Em agosto de 1979, Gil Vieira, acompanhado de policiais e capangas armados, invadiu a fazenda de Adelino “espancando indistintamente homens, mulheres e crianças. Ao se despedirem o sr. Gil e seus acompanhantes prometeram voltar. Então seria para matar a todos.”
Após essa ameaça, Adelino procurou os meios legais para se defender, indo com frequência a Belo Horizonte para tratar com advogados. Mas no dia 06/10/1980, Gil Vieira, juntamente com cinco policiais à paisana e um oficial de justiça foram até a casa de Adelino.
Adelino estava no campo [...] quando viu os homens virem no meio da boiada, ele desceu deixando duas crianças no alto da serra, onde trabalhava. Conseguiu chegar à casa antes dos elementos. Estes começaram logo a atirar. Adelino rebateu a tiros e acertou dois policiais, um deles vindo a falecer.
O policial morto era o cabo da PM José Gonçalves Ferreira, que na ocasião estava de férias e fora contratado pelos fazendeiros Geraldo Pacheco e seu genro Gil Vieira Terra para invadirem a fazenda Lambari. Já o policial ferido, que também era cabo da PM, se chamava José Ribeiro da Silva.
No dia seguinte uma guarda da polícia com cerca de 60 homens se dirigiu ao local e lançou um verdadeiro arsenal de armas e bombas em direção às residências do posseiro, que havia se escondido no mato, e de seus familiares. Avelino, pai de Adelino, resolveu sair de casa para se entregar aos policiais, foi recebido por um tiro de fuzil e faleceu no local. Após atirarem em Avelino, que possuía 62 anos, os policiais saquearam sua casa e levaram ferramentas, dinheiro e algumas espingardas. Segundo a esposa de Avelino, Otávia Conceição Guimarães:
"Quem atirou em Avelino estava postado junto a porteira [...] que a declarante quis socorrer seu marido, mas foi brutalmente empurrada por alguns soldados afastando-a do corpo de Avelino e conduzida até uma horta pouco distante da casa e aí agredida a murros e pontapés por um soldado de cor morena e bigode preto e que estava fardado."
Na ocasião, os policiais também prenderam Afonso Pereira Guimarães, filho de Avelino, Tobias Pereira Guimarães, primo de Afonso, José Paulo Pereira Filho, irmão de Avelino, e Divino. Os dois últimos foram amarrados com um cabresto e espancados com coronhadas de fuzis e pancadas de cassetete. Os quatro foram liberados após o pagamento de fiança no valor de 2 mil cruzeiros.
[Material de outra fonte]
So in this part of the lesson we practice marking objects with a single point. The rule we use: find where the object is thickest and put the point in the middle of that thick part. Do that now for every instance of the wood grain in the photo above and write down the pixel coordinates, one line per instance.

Alguns dias depois, em 12/10/1980, Adelino foi capturado pelos policiais, na casa do seu vizinho José Pedro Lage, e conduzido para a delegacia de Braúnas, sendo transferido, no dia seguinte, para a delegacia da cidade de Itabira. De acordo com depoimento de Maria das Graças Guimarães, esposa de Adelino:
"Dia 12 como estava chovendo muito Adelino, que estava foragido no mato, se viu obrigado a refugiar-se na casa de José Lage [...] ele foi preso na casa mencionada, onde todos os moradores foram espancados; que Adelino foi algemado [...] que o mesmo foi barbaramente espancado pelos policiais [...] que quando a declarante viu o mesmo estava sangrando pela boca e com o rosto todo roxo."
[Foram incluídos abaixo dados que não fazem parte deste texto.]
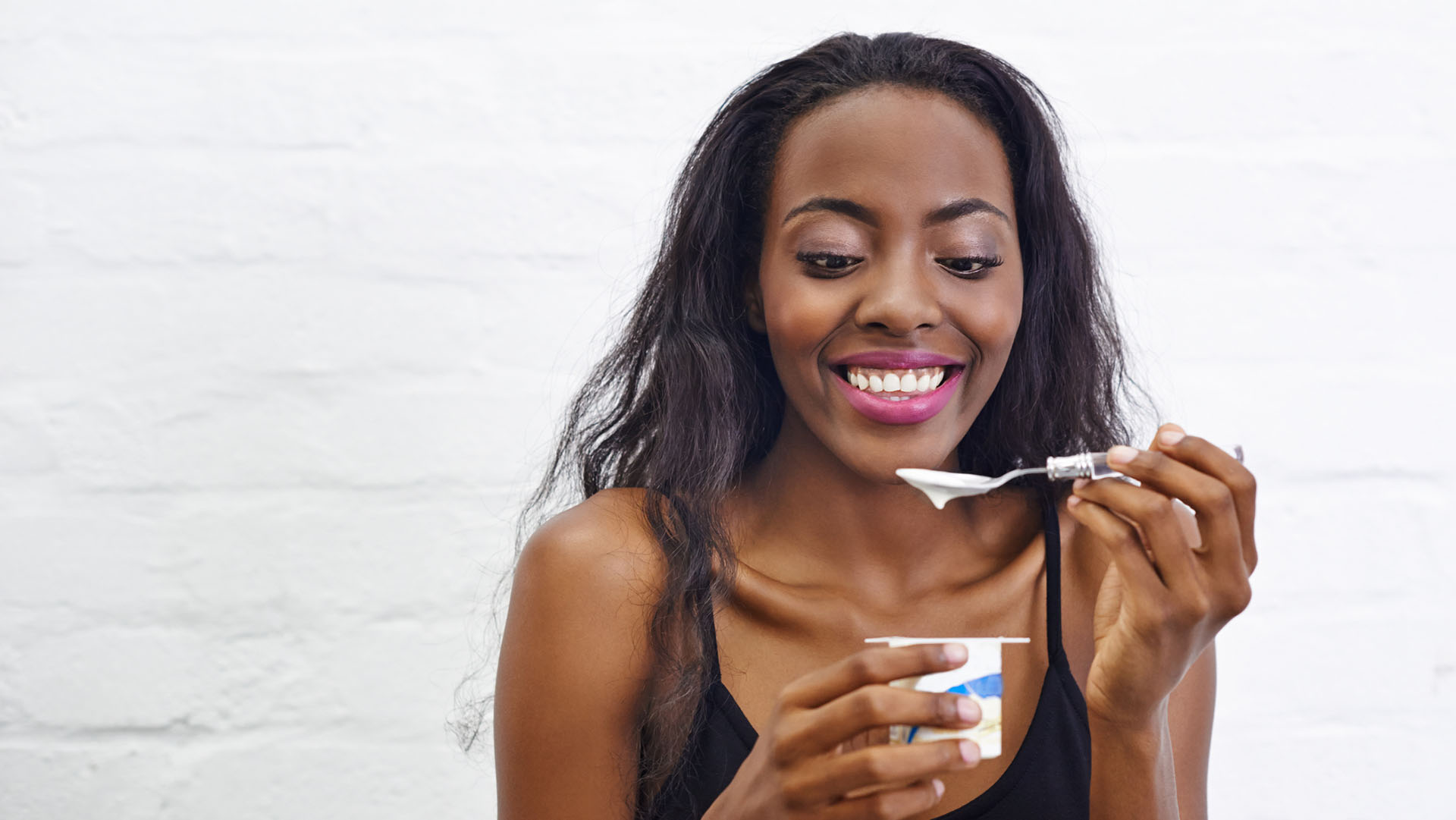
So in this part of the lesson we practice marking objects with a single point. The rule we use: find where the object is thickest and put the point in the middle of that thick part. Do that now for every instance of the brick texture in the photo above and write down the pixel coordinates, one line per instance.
(270, 269)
No dia 14 de outubro Adelino foi encontrado morto no banheiro da cela da cadeia. A polícia alegou suicídio por enforcamento e que o preso teria utilizado um cabo condutor de energia elétrica para se matar.
Logo após o ocorrido, o médico legista, Celso Botelho Falcão, do Instituto Médico Legal de Belo Horizonte, foi até Itabira para examinar o corpo. Ele constatou várias fraturas no corpo de Adelino que indicavam espancamento. Segundo ele, “não há dúvida de que o rapaz foi espancado seriamente. Ele tinha contusões no duodeno e no cérebro, além de equimoses nos olhos e na testa, o que sugere espancamento.” Mas no relatório de necropsia assinado pelo mesmo perito consta a seguinte informação:
"O resultado do exame anátomo patológico não fornece elementos para afirmar ou negar a existência de enforcamento, estrangulamento ou esganadura. Diante dos dados colhidos durante a necropsia e dos resultados, concluímos que a morte se deu por asfixia mecânica por compressão do pescoço."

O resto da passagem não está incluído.